A cura di Chiara Bertola / 22 Giugno - 2 Settembre 2012

Ilya Kabakov, nato nel 1933 nell’ex Unione Sovietica, è considerato il padre del concettualismo russo. Al centro della sua poetica compare fin dal principio l’analisi della condizione sociale dell’individuo durante il periodo post-staliniano dell’Unione Sovietica. L’arte di Kabakov – che lavora in coppia con la moglie Emilia – ha una forte carica utopica che vede la fuga nell’arte e nell’immaginazione come possibile salvezza dalla quotidianità.
La forma espressiva più frequente nell’arte dei Kabakov è l’“installazione totale”, che comprende elementi architettonici, pittorici, cinematografici, scenografici. Si tratta di uno spazio a sé stante all’interno dello spazio espositivo in cui lo spettatore si immerge in un modo a parte per rivivere, attraverso richiami visivi, sonori e ambientali la realtà sovietica in cui gli artisti sono vissuti.

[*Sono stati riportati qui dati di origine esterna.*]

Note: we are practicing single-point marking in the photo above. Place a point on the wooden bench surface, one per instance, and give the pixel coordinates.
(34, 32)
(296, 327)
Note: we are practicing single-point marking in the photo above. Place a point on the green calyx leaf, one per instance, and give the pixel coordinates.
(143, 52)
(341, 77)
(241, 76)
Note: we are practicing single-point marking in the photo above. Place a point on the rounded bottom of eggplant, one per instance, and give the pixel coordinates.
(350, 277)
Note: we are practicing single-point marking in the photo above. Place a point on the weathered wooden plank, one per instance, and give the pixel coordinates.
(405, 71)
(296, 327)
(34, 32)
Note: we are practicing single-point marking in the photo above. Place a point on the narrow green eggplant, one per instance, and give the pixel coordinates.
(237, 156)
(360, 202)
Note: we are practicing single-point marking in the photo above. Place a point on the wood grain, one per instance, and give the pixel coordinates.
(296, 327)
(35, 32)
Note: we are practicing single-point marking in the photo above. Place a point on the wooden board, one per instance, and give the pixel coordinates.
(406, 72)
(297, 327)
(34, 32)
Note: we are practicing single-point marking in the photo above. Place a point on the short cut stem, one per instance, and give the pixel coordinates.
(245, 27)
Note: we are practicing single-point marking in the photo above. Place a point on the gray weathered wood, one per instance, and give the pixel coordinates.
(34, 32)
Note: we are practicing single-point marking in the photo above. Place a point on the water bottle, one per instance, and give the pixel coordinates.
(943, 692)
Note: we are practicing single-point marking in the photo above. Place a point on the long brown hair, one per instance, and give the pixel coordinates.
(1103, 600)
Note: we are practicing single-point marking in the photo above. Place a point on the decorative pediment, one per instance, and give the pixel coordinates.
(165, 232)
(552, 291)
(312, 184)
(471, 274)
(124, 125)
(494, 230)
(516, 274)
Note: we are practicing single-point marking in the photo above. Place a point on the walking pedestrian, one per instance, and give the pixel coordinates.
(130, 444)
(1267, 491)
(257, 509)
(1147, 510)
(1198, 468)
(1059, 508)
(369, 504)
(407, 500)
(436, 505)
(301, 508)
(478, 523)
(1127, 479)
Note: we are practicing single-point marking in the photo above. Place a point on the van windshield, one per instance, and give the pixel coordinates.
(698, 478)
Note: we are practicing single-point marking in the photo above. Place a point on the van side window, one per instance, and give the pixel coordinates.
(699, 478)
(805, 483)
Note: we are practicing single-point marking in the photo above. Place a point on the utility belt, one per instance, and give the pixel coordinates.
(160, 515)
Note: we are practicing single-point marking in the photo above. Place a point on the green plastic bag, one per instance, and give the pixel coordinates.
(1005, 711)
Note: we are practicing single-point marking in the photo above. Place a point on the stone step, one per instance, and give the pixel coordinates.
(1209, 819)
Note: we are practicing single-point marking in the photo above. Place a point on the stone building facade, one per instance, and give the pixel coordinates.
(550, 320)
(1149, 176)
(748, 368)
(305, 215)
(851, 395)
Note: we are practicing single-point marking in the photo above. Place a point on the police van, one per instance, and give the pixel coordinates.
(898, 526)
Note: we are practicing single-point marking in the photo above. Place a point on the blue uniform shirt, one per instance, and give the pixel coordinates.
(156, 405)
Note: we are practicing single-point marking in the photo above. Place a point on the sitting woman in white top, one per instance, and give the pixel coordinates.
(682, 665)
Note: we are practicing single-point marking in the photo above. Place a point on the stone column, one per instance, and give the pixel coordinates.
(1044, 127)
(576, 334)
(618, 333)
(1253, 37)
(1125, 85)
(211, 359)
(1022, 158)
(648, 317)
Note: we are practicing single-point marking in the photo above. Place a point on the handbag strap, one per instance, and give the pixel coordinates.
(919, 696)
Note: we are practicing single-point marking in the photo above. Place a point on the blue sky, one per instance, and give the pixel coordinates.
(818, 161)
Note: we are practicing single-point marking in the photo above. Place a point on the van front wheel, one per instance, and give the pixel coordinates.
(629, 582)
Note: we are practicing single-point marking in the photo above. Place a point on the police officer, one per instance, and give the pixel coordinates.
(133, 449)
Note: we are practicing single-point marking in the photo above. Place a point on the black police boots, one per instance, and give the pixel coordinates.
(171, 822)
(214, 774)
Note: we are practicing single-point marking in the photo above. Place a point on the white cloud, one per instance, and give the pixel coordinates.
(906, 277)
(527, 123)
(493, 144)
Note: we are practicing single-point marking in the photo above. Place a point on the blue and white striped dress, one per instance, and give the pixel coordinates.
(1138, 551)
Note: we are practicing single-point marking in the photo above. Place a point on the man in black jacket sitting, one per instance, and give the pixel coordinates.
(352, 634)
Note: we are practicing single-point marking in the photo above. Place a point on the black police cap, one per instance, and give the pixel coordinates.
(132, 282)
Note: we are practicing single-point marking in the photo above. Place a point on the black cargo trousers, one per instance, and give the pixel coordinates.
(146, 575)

The Happiest Man è una grande “installazione totale” realizzata nel 2000 che verrà presentata in HangarBicocca in una versione site-specific. L’opera rappresenta la casa del “più felice degli uomini”, che attraverso la sua finestra vede il paesaggio in perpetuo movimento dei film proiettati sullo schermo: una metafora al tempo stesso ironica e malinconica della ricerca di fuga dalla realtà che ha caratterizzato il secolo appena trascorso.